AWS Certified Machine Learning – Specialty — Question 178
A machine learning (ML) specialist needs to extract embedding vectors from a text series. The goal is to provide a ready-to-ingest feature space for a data scientist to develop downstream ML predictive models. The text consists of curated sentences in English. Many sentences use similar words but in different contexts. There are questions and answers among the sentences, and the embedding space must differentiate between them.

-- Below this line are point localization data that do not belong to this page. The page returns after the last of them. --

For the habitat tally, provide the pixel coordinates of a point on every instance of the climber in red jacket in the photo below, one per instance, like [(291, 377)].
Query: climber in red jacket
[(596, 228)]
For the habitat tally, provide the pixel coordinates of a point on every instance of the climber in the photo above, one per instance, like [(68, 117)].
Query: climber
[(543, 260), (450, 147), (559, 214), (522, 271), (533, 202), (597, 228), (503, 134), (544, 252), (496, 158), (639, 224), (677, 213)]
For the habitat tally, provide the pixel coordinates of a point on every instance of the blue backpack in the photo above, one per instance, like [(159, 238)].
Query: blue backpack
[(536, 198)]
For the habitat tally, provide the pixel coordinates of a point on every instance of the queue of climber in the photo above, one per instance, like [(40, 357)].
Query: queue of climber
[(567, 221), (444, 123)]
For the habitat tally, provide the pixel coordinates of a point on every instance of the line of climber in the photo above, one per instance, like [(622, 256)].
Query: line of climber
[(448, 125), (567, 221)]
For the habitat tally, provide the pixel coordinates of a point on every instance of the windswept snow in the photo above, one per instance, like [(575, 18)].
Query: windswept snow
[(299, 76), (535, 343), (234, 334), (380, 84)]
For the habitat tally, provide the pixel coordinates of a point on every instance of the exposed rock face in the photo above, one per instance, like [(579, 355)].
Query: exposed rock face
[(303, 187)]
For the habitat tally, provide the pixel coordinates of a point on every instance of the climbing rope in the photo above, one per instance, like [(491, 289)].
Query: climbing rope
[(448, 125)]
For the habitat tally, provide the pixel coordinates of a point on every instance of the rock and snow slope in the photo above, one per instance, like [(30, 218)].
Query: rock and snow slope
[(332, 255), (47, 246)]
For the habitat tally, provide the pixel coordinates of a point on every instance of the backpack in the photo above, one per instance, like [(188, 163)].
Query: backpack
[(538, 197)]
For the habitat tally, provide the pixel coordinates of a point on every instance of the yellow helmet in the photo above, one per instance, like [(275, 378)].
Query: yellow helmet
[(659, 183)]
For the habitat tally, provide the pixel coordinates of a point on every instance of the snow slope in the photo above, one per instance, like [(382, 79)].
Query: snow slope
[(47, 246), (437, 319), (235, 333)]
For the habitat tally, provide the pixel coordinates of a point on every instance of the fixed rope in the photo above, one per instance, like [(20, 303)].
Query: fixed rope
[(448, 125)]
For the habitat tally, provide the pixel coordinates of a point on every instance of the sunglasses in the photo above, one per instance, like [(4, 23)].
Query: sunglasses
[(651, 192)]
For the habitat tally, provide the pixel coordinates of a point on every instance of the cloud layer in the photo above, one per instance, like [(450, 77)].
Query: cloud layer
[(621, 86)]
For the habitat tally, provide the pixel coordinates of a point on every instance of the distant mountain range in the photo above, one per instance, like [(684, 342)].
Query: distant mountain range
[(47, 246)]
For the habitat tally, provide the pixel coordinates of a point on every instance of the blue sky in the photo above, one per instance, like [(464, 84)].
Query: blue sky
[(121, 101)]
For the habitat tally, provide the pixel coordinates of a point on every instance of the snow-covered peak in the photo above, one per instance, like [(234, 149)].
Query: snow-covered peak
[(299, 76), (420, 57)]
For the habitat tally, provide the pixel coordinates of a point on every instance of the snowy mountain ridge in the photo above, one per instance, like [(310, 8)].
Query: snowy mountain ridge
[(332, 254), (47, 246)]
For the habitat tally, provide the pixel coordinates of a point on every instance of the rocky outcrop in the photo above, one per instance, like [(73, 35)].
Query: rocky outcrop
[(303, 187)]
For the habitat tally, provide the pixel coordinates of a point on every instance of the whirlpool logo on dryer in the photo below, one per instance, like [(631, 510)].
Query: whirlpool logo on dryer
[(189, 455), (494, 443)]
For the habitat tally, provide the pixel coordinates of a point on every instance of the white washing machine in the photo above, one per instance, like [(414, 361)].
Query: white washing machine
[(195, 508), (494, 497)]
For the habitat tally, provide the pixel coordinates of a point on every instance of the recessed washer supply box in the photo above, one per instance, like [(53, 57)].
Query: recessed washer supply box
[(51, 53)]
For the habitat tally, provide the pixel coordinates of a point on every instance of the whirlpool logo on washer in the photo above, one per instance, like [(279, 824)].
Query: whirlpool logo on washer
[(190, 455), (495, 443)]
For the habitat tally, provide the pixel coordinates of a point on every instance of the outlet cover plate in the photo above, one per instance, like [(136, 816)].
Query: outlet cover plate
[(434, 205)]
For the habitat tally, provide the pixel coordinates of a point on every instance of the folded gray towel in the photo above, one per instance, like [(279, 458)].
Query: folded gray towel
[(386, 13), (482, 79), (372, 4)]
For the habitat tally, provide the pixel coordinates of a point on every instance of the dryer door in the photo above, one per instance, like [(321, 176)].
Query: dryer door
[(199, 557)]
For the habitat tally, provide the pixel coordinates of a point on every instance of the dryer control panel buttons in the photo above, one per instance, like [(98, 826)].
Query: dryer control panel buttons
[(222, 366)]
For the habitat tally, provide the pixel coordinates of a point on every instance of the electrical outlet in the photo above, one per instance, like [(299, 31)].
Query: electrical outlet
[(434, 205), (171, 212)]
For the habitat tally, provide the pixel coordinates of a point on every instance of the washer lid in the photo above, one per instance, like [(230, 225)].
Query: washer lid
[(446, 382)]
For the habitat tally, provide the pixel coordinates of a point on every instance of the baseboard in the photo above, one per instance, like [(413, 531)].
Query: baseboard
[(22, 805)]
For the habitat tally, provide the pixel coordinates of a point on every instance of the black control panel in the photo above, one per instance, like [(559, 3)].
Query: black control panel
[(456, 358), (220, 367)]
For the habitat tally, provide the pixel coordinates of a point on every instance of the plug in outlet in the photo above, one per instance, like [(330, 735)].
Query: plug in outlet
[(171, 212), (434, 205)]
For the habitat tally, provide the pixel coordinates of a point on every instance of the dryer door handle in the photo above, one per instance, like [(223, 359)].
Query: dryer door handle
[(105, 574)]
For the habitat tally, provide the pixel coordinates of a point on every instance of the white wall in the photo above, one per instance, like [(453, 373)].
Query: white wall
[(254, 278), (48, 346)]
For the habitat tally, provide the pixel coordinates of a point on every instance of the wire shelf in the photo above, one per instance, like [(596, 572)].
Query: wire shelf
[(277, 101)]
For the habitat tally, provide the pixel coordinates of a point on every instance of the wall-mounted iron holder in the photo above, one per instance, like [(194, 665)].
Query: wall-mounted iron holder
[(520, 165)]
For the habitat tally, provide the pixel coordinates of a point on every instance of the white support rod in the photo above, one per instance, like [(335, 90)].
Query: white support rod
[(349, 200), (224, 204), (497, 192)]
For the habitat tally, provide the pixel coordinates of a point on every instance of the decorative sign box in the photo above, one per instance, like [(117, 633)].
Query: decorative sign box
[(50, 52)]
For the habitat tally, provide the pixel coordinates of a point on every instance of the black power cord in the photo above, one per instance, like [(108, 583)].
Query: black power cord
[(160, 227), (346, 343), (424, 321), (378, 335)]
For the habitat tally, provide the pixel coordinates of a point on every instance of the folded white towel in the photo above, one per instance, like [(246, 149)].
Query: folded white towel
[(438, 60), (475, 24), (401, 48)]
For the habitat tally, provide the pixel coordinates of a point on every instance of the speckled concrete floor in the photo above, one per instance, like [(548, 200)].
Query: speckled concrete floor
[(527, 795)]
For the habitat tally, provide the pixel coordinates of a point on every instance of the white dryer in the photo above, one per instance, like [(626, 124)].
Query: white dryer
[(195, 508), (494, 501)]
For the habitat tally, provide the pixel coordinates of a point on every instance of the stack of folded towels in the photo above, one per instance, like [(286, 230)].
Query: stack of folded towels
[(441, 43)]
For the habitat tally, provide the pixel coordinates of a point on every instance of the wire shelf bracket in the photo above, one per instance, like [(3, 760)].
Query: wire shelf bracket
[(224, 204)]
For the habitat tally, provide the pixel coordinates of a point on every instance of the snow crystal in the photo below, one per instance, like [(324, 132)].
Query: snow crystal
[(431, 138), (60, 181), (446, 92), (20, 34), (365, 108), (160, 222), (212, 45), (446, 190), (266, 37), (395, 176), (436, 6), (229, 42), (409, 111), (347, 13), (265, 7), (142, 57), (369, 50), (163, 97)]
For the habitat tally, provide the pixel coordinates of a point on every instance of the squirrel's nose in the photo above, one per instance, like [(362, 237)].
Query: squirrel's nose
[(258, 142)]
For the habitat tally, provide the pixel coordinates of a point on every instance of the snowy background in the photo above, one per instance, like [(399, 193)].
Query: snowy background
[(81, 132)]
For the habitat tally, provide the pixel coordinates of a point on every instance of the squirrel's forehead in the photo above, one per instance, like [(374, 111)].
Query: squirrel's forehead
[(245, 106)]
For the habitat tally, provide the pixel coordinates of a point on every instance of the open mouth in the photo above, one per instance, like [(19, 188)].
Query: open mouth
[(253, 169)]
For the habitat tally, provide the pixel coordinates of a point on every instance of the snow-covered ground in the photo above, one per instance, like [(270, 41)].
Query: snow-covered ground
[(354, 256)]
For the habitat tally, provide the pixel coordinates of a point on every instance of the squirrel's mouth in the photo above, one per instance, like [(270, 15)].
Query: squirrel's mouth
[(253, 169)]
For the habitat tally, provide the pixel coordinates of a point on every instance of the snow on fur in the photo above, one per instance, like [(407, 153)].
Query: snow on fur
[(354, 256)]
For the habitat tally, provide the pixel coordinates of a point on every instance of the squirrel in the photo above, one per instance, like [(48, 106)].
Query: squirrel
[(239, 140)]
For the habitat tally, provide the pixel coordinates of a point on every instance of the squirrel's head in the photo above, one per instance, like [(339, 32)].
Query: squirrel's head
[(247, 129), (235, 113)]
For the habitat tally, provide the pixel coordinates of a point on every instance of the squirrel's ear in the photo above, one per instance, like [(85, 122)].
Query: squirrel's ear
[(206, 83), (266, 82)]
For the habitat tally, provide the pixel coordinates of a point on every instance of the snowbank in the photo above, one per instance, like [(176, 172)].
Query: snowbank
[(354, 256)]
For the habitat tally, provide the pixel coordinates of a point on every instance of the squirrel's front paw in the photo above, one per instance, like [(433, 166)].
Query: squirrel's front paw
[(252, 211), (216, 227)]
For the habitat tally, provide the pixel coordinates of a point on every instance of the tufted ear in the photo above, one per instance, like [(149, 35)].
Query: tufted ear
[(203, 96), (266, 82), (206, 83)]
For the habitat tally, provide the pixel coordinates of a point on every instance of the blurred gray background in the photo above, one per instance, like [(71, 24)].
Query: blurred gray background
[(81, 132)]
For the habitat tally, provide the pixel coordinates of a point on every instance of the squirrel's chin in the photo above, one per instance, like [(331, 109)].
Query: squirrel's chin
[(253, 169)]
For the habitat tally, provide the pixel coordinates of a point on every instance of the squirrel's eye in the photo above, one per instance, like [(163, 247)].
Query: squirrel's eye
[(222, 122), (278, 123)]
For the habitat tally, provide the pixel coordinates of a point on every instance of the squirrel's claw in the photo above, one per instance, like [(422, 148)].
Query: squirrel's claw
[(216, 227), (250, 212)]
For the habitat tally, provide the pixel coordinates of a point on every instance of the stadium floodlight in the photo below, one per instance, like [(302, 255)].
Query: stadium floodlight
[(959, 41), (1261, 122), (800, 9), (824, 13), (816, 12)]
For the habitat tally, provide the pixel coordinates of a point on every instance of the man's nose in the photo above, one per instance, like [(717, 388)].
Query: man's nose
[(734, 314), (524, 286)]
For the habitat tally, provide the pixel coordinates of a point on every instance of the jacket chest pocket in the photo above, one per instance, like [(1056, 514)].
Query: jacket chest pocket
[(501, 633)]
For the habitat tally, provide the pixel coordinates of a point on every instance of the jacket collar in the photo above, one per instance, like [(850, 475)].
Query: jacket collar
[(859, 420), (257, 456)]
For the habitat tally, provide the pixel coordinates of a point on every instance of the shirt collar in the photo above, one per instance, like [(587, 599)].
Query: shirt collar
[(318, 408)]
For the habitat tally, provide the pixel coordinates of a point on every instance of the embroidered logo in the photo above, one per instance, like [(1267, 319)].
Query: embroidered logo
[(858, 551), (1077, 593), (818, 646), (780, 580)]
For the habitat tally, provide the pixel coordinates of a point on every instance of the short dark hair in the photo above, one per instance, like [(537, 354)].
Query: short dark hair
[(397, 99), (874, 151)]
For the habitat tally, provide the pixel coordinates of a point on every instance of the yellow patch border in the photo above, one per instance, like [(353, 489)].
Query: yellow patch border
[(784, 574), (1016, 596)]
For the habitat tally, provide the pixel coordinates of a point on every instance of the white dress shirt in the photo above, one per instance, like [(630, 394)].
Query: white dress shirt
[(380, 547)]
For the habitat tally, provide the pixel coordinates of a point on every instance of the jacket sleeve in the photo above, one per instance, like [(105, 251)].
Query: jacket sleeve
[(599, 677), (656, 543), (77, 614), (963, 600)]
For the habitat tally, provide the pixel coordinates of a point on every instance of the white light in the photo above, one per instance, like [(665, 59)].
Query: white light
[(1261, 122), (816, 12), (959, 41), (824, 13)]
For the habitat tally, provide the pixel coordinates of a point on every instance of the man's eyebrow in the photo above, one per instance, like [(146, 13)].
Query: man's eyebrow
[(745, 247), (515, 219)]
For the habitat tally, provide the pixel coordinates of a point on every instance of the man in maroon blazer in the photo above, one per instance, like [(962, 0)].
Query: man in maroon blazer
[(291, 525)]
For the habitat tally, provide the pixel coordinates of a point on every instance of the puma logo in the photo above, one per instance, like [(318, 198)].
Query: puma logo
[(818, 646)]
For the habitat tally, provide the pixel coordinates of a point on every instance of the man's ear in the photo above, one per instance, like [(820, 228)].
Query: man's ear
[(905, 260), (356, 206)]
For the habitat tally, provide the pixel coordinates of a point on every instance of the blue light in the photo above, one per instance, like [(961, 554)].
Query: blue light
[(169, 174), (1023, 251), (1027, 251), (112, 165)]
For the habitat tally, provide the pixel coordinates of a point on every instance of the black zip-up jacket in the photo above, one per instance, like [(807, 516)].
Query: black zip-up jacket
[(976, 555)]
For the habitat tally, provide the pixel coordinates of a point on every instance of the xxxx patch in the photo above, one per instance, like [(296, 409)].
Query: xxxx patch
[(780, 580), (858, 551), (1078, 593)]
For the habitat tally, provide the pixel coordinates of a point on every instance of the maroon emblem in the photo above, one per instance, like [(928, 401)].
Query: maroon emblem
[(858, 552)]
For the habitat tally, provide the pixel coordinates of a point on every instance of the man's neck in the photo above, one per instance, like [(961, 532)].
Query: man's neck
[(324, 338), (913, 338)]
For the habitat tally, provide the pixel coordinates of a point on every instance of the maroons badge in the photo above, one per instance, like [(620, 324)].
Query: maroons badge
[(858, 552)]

Which options can produce the required embedding vectors that capture word context and sequential QA information? (Choose two.)
Answer options
- A. Amazon SageMaker seq2seq algorithm
- B. Amazon SageMaker BlazingText algorithm in Skip-gram mode
- C. Amazon SageMaker Object2Vec algorithm
- D. Amazon SageMaker BlazingText algorithm in continuous bag-of-words (CBOW) mode
- E. Combination of the Amazon SageMaker BlazingText algorithm in Batch Skip-gram mode with a custom recurrent neural network (RNN)
Correct answer: A, C
Explanation
The Amazon SageMaker seq2seq algorithm is effective for generating embeddings that capture the sequential nature of text, making it suitable for differentiating contexts. Similarly, the Amazon SageMaker Object2Vec algorithm is designed to create embeddings that effectively represent contextual relationships in sentences. The other options, while useful for certain tasks, do not provide the same level of contextual differentiation necessary for this specific requirement.